# En-DE Translation with pretrained T5 base Sequence-to-Sequence Model

https://github.com/christianversloot/machine-learning-articles/blob/main/easy-machine-translation-with-machine-learning-and-huggingface-transformers.md

In [None]:
from transformers import pipeline

# Init translator
translator = pipeline("translation_en_to_de")

As model t5-base and revision 686f1db (https://huggingface.co/t5-base) is used.

The model has 223 million parameters. [https://github.com/google-research/text-to-text-transfer-transformer#released-model-checkpoints](https://github.com/google-research/text-to-text-transfer-transformer#released-model-checkpoints)

Every model requires a specific tokenizer.

The model is pre-trained on the [Colossal Clean Crawled Corpus](https://www.tensorflow.org/datasets/catalog/c4) (C4), which was developed and released in the context of the same research paper as T5.
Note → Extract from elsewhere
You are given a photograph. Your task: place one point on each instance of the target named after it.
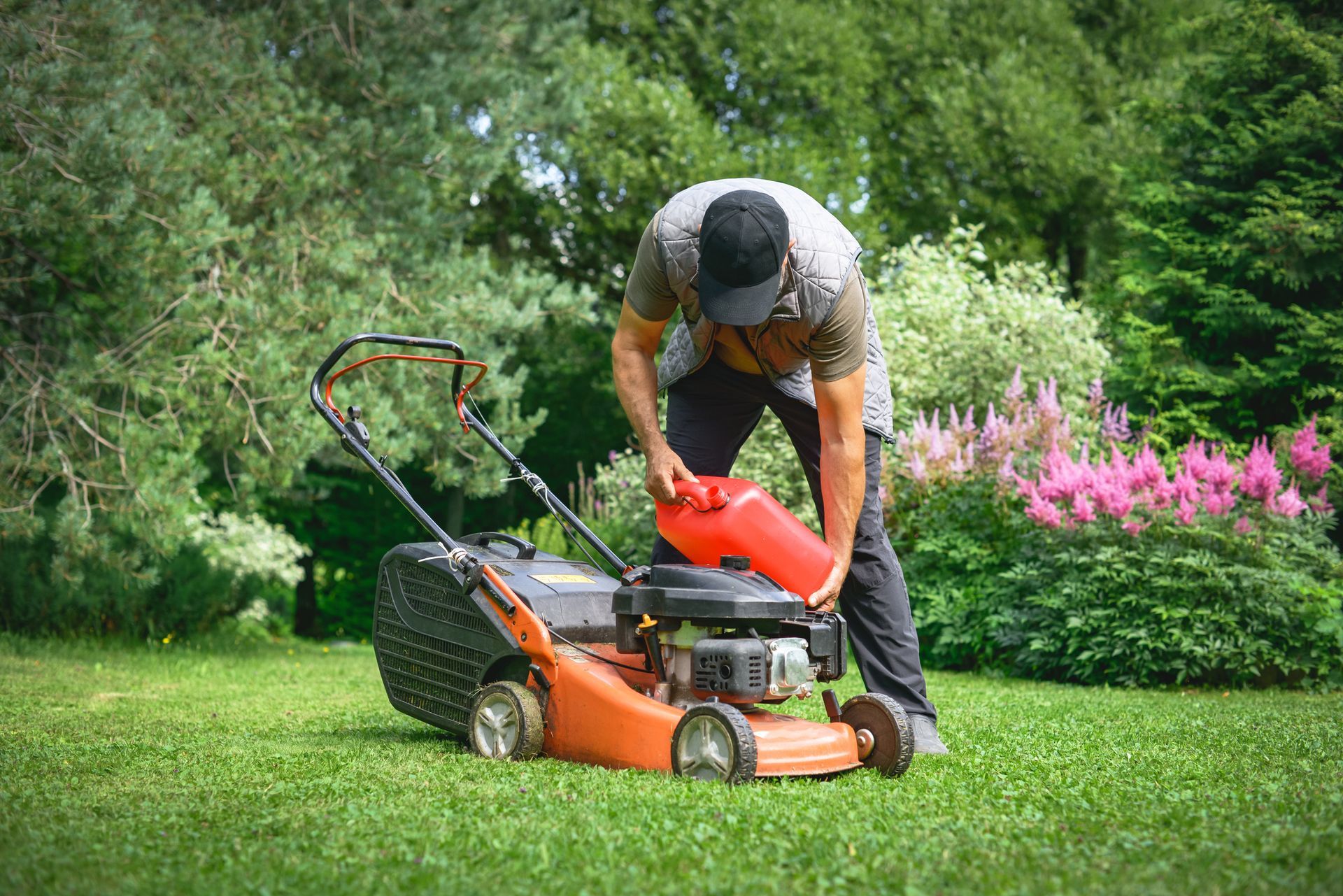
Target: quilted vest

The model card is [here](https://huggingface.co/google-t5/t5-base) and the paper by [Raffel et al. 2020](https://jmlr.org/papers/volume21/20-074/20-074.pdf).

## Tokenizer

In [None]:
text = "Hello my comrades! How are you doing today?"
toks=translator.tokenizer(text)
print("toks=",toks)
for id in toks['input_ids']:
  print(id,"\t",translator.tokenizer.decode(id))

In [None]:
translator.tokenizer.vocab

In [None]:
len(translator.tokenizer.vocab.values())

In [None]:
# Translate text
#text = "Hello my friends! How are you doing today?"
translation = translator(text)
print(translation)

In [None]:
text="""
Several European countries hit some of their sustainable energy targets for 2030
a decade early, a study has found, but big gaps remain across the board.

All EU member states made progress in the 2010s toward reaching the UN’s seventh
sustainable development goal, which calls for access to “affordable, reliable,
sustainable and modern energy for all” by 2030. For some indicators, several
countries had already reached the targets by 2021, the study by Polish economists
published on Wednesday found.

The ranking showed the country closest to the overall goal was Sweden, followed
by Denmark, Estonia and Austria. Malta improved the most, with big gains also
found in Cyprus, Latvia and Belgium – though these countries all had a long way
to go. Bulgaria was furthest from the goal.
"""
"""
The study reveals “systematic progress” towards reaching the goal, the researchers
wrote, “with differences between individual EU countries clearly decreasing”.

The economists combined seven metrics to get a single measure of countries’
progress toward the goal. The European Commission has set target values for three
of them, while for the rest, the researchers took the level reached by the top 10% of EU countries in 2015 as a proxy.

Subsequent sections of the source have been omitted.